The cookie jar is on by default. It stores Set-Cookie values, replays them on matching follow-up requests, just like a browser tab does.

You don't have to flip anything on. It's already running.

What gets stored

When a response comes back with Set-Cookie headers, httpcloak parses each one and saves the full attribute set:

  • name and value
  • domain (with the host-only flag tracked separately)
  • path
  • expires and max-age
  • secure
  • httpOnly
  • sameSite

The jar also tracks creation time so cookies with longer paths and older creation timestamps come first when building the Cookie header. That's the RFC 6265 sort order browsers use.

When the jar sends what

On the next request, the jar walks its stored cookies and picks the ones that match:

  • the request host (host-only cookies need an exact match, domain cookies match the domain and any subdomain)
  • the request path (cookie path must be a prefix of the request path with a / boundary)
  • the request scheme (secure cookies only ride HTTPS)
  • the expiry (anything past its expiry gets skipped)

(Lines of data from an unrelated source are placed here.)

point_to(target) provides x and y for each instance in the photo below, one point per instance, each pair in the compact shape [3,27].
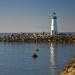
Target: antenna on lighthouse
[54,24]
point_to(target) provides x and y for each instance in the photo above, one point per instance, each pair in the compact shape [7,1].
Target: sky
[35,15]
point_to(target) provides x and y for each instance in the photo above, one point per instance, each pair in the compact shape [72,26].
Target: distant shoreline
[37,37]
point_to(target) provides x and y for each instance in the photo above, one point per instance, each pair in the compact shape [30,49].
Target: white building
[54,24]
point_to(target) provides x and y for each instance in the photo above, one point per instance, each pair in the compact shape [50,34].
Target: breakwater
[37,37]
[69,69]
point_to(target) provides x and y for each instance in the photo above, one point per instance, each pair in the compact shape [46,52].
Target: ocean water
[16,58]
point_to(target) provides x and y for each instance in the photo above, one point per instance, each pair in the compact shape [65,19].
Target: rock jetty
[69,69]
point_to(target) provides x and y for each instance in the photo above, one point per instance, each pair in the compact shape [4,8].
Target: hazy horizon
[35,15]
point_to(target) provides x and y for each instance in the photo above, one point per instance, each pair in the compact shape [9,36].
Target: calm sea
[16,58]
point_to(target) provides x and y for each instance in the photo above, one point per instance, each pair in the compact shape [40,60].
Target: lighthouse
[54,24]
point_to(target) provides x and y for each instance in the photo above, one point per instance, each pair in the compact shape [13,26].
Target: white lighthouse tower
[54,24]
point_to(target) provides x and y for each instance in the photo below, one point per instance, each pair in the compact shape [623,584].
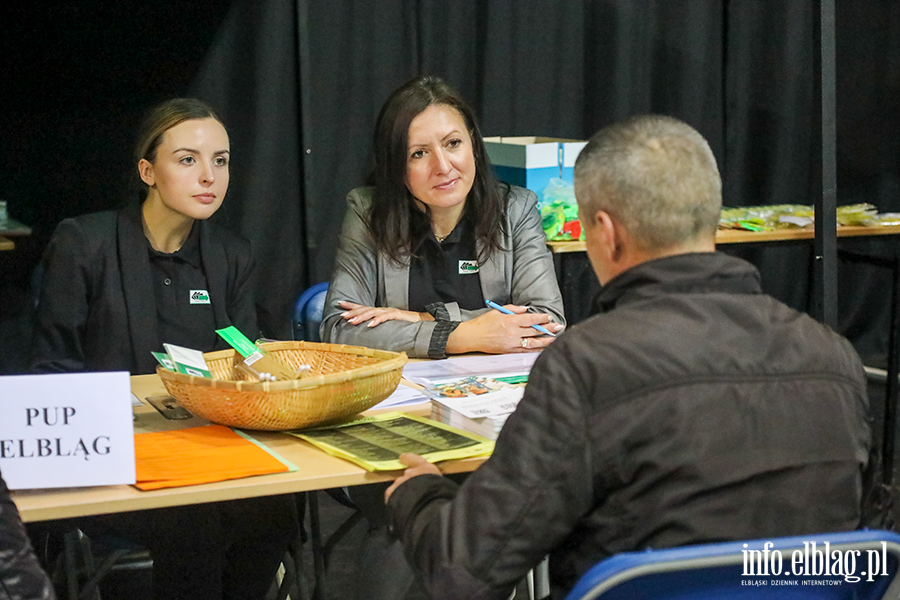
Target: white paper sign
[66,430]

The matches get glued together into a single Cookie: header and sent.

See Domain and Path Matching for the full rules and the gotchas.

Lifecycle

Cookies live in memory for as long as the Session lives. Close the session and the jar goes with it.

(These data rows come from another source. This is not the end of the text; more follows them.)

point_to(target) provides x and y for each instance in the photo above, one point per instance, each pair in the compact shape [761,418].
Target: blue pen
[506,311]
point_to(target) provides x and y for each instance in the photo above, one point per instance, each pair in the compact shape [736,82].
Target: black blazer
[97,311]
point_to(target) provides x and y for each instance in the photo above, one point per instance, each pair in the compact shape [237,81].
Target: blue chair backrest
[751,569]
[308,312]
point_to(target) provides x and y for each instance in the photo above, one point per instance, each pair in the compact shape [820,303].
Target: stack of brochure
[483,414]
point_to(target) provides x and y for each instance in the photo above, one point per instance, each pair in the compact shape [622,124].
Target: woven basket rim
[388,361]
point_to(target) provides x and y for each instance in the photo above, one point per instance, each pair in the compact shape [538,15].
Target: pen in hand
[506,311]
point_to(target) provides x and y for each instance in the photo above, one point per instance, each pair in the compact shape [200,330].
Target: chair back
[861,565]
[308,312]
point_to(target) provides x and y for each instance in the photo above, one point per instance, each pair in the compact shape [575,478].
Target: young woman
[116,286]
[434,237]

If you want cookies to survive across processes, use Save() and LoadSession(). They serialize the jar (along with TLS resumption tickets and a few other bits) to a file you can reload later. See Session save & restore for the full flow.

Quick example

The example below sets a cookie via httpbin.org/cookies/set, then reads httpbin.org/cookies to show the jar replayed it on the second request.

package main

import (
	"context"
	"fmt"
	"io"

	"github.com/sardanioss/httpcloak"
)

func main() {
	s := httpcloak.NewSession("chrome-146")
	defer s.Close()

	ctx := context.Background()

	r1, _ := s.Get(ctx, "https://httpbin.org/cookies/set?demo=hello")
	r1.Close()

	r2, _ := s.Get(ctx, "https://httpbin.org/cookies")
	body, _ := io.ReadAll(r2.Body)
	r2.Close()
	fmt.Println(string(body))
	// {"cookies": {"demo": "hello"}}
}

Inspecting the jar

The session exposes the current jar contents so you can poke at it:

  • GetCookies() returns the full list with domain, path, expiry, flags
  • SetCookie(...) adds or updates a cookie programmatically
  • DeleteCookie(name, domain) removes one (pass empty domain to wipe across all domains)
  • ClearCookies() empties the jar

Handy for tests, debugging, or when you want to seed the jar before the first request.

DoStream parity

DoStream() also pulls cookies out of streamed responses (fixed in 1.6.6). Older versions you'll find in tutorials online didn't, so if you copy old code, double-check the version. Streaming and non-streaming requests now feed the same jar.

What the jar does NOT do

  • It doesn't enforce __Host- and __Secure- cookie name prefixes with the strict RFC checks. The flags (Secure, host-only) are still respected, but the prefix rules aren't enforced separately.
  • It doesn't do anything with SameSite other than store it. There's no cross-site request tracking, so cookies always go out on requests you make.
  • It doesn't garbage-collect expired cookies on every read. They get filtered at send time and during ClearExpired(). If you keep a long-lived session and want a clean snapshot, call ClearExpired() yourself.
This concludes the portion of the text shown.